Se asombró cuando durante el proceso, cada día, presentía lo que iba a pasar, se lo contaba a su pareja y a sus hijos, sólo a ellos. Sólo ellos la entendían. Entendían a través de ella como la muerte, a veces, se acerca cariñosamente a las personas. La acompañaron como pudieron y como supieron todo el tiempo. Ella así lo sintió y así lo agradeció. A día de hoy aún lo agradece.

De pronto era Navidad. Como era norma de obligado cumplimiento, volvieron a compartir la siempre abundante cena de nochebuena, animada con los también abundantes y consabidos caldos. La enfermedad avanzaba y nada era igual, aún así, celebraron la vida bajo la protección del portal, una vez más. Esa era para ella la esencia de su Navidad. La que le habían trasmitido. La que había vivido.

Y llegó el tan ansiado día de los Reyes , la fiesta de la ilusión por excelencia. Cabalgata, regalos, sorpresas. Su madre se encargó de mantener siempre viva esta celebración aunque ya no fueran niños. Y así lo hicieron todos aunque ella estaba ya hospitalizada. SS. MM. también llegaron a visitar a los enfermos, ellos nunca se olvidan de nadie. Al quedarnos solas, empezó a hablar de su madre, de su tía Matilde; la que murió tan joven. No era su tía. Era su prima hermana. Un secreto muy bien guardado por la familia. Nunca le habían hablado mucho de ello. Mi curiosidad se activó. Hice preguntas que no respondía. Hablaba y hablaba, a veces sin sentido, me costaba entenderla. Yo la escuché. Habló de su tía María Jesús, de la injusticia, de vergüenza, de secretos, de dolor. Claramente deliraba. Yo no entendía nada.

Un dulce sueño se apoderó de ella y el silencio inundó la habitación. Me quedé a su lado, sosteniendo su mano. En ese duermevela que llega sin avisar, empezaron a aparecer imágenes: un amor excitante y prohibido, una adolescente embarazada, solitaria, quizá escondida y oculta bajo la protección de su familia. Una crisis familiar. Vergüenza. Silencio. Desesperación. Alegría, una preciosa niña que nace. Profundo dolor. Habladurías. Estrictos juicios sociales. La decisión familiar: ese bebé nunca sería su hija. Para siempre y para todos, Matilde sería la más pequeña de sus hermanas.

De repente entendí de dónde venía la vergüenza y la tirria que le tenía a mi nombre. El por qué tanto mi madre como yo lo heredamos: éramos las custodias del secreto familiar y debíamos revelarlo. Secreto encriptado en mi nombre. El misterio de “mi Navidad” quedó resuelto en ese precioso instante.
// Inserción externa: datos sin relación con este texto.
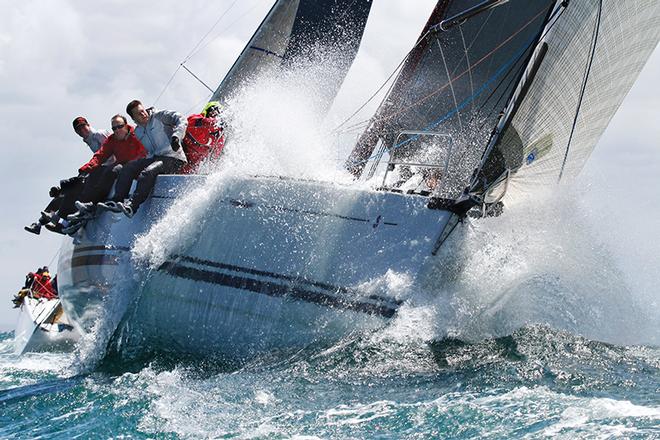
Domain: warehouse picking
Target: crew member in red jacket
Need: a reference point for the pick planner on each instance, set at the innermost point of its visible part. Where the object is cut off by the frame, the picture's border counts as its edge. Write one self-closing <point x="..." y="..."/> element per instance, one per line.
<point x="204" y="137"/>
<point x="125" y="147"/>
<point x="43" y="286"/>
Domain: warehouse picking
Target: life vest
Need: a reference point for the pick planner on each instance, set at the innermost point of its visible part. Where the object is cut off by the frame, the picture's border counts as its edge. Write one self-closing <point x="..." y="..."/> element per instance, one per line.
<point x="204" y="137"/>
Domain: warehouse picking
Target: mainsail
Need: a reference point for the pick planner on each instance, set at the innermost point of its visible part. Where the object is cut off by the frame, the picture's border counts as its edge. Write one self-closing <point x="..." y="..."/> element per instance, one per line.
<point x="302" y="32"/>
<point x="595" y="51"/>
<point x="458" y="78"/>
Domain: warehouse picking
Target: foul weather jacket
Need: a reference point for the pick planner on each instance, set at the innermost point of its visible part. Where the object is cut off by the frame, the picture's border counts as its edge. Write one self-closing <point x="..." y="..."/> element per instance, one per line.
<point x="123" y="151"/>
<point x="204" y="137"/>
<point x="157" y="135"/>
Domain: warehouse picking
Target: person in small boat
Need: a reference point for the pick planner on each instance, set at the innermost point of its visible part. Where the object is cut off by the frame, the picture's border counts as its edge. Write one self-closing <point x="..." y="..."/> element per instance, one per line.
<point x="37" y="285"/>
<point x="204" y="137"/>
<point x="53" y="217"/>
<point x="125" y="147"/>
<point x="161" y="132"/>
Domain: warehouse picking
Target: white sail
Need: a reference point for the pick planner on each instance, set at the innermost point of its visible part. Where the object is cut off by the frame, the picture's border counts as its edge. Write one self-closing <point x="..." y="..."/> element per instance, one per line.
<point x="545" y="141"/>
<point x="316" y="32"/>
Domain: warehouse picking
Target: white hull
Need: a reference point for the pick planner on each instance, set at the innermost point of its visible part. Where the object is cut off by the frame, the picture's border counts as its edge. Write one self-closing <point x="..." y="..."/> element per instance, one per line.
<point x="276" y="264"/>
<point x="41" y="326"/>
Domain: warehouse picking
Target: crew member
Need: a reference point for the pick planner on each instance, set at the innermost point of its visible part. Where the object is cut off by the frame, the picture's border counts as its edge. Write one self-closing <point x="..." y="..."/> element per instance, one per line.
<point x="161" y="133"/>
<point x="204" y="137"/>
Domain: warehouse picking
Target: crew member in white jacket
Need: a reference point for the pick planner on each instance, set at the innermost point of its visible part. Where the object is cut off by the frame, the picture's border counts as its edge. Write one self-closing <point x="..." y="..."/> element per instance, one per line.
<point x="161" y="132"/>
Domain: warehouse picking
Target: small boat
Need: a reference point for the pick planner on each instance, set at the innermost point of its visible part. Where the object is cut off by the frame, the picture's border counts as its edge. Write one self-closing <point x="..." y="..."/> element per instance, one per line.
<point x="43" y="326"/>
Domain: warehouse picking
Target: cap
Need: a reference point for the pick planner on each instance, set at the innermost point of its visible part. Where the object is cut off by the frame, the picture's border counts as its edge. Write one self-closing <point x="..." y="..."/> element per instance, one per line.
<point x="79" y="121"/>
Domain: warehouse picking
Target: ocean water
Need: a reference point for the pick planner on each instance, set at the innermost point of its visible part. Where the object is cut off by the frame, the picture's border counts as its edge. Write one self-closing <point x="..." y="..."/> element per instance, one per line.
<point x="535" y="383"/>
<point x="507" y="344"/>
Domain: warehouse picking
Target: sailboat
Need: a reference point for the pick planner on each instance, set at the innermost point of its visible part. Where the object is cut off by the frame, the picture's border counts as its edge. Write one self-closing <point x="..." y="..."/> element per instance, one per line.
<point x="495" y="100"/>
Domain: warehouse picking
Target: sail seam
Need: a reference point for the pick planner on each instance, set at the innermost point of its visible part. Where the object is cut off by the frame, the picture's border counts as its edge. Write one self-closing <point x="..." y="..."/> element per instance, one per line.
<point x="582" y="89"/>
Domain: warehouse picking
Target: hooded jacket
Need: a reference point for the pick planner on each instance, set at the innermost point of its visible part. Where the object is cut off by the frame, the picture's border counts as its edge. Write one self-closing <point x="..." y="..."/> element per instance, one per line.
<point x="123" y="151"/>
<point x="96" y="138"/>
<point x="204" y="137"/>
<point x="157" y="135"/>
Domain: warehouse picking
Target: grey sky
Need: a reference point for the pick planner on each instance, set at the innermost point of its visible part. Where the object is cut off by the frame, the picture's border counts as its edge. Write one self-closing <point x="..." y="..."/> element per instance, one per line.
<point x="62" y="59"/>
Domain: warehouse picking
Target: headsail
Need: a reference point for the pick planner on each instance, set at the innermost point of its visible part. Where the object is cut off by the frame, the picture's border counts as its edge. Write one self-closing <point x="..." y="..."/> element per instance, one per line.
<point x="458" y="77"/>
<point x="595" y="50"/>
<point x="302" y="31"/>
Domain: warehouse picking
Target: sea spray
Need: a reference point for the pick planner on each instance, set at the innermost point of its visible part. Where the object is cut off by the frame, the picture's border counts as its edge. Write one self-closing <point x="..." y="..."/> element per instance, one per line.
<point x="105" y="318"/>
<point x="539" y="262"/>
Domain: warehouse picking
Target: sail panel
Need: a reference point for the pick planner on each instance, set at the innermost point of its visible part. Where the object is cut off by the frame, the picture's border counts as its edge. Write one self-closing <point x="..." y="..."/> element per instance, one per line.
<point x="627" y="34"/>
<point x="295" y="34"/>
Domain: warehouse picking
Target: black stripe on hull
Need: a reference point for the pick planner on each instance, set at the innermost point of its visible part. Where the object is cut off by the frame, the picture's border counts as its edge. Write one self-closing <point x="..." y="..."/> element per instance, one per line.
<point x="274" y="289"/>
<point x="265" y="287"/>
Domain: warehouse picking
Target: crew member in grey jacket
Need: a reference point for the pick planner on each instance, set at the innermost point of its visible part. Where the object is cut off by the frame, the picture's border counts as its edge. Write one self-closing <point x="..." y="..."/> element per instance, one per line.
<point x="161" y="132"/>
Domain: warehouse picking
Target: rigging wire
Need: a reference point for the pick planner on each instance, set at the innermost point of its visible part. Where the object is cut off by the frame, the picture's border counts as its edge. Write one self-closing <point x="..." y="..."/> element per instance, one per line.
<point x="583" y="88"/>
<point x="226" y="28"/>
<point x="192" y="51"/>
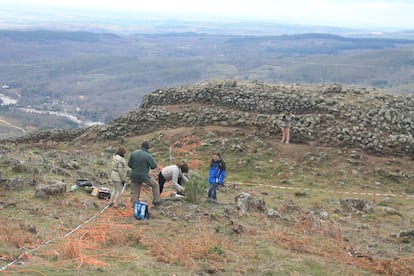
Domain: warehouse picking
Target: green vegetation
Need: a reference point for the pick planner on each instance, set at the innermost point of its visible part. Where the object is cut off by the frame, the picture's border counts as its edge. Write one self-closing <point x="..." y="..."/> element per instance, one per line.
<point x="99" y="77"/>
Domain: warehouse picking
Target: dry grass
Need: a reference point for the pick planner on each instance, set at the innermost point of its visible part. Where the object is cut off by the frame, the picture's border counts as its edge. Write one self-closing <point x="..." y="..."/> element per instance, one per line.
<point x="187" y="239"/>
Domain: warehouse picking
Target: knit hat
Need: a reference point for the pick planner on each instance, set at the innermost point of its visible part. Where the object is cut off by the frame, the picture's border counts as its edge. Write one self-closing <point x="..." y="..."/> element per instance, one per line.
<point x="145" y="145"/>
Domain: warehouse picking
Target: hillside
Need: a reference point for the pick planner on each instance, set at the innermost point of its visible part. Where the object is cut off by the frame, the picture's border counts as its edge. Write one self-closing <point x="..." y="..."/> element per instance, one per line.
<point x="98" y="77"/>
<point x="318" y="206"/>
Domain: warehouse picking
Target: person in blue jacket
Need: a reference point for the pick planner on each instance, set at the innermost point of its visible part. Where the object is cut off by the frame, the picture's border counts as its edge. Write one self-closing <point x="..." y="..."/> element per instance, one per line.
<point x="217" y="175"/>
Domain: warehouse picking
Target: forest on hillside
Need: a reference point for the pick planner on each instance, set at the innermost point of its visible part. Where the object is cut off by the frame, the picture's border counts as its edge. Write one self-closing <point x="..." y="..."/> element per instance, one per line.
<point x="101" y="76"/>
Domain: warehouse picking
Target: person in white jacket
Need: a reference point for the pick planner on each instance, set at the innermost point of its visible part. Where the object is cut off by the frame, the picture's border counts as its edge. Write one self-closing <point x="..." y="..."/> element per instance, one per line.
<point x="118" y="175"/>
<point x="176" y="174"/>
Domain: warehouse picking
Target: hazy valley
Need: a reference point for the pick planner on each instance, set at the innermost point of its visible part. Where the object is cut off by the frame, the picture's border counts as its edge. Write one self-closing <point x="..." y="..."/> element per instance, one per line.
<point x="96" y="77"/>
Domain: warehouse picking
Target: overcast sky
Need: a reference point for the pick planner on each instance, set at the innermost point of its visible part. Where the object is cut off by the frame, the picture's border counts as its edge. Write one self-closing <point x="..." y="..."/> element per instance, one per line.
<point x="340" y="13"/>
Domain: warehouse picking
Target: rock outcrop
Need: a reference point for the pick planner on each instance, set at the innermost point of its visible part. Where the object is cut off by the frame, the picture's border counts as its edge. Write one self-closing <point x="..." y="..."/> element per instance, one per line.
<point x="330" y="115"/>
Sentí como se unían en mí esas dos mujeres, en realidad tres, a las que nunca entendí ni me identificaba con ellas. Y en ellas estaban las claves de mi vergüenza, de mi nombre. Ellas integraban mi Sagrada Trinidad.

Extrañada, abrí los ojos, confusa. Me sentía libre de pesadas cargas y ataduras familiares. Observé a mi madre y comprendí que ya no estaba allí. Ella, con la misma ilusión que esperaba cada año la llegada de los Reyes Magos, los esperó ese año para partir con ellos. Ese fue su regalo, esa nuestra sorpresa.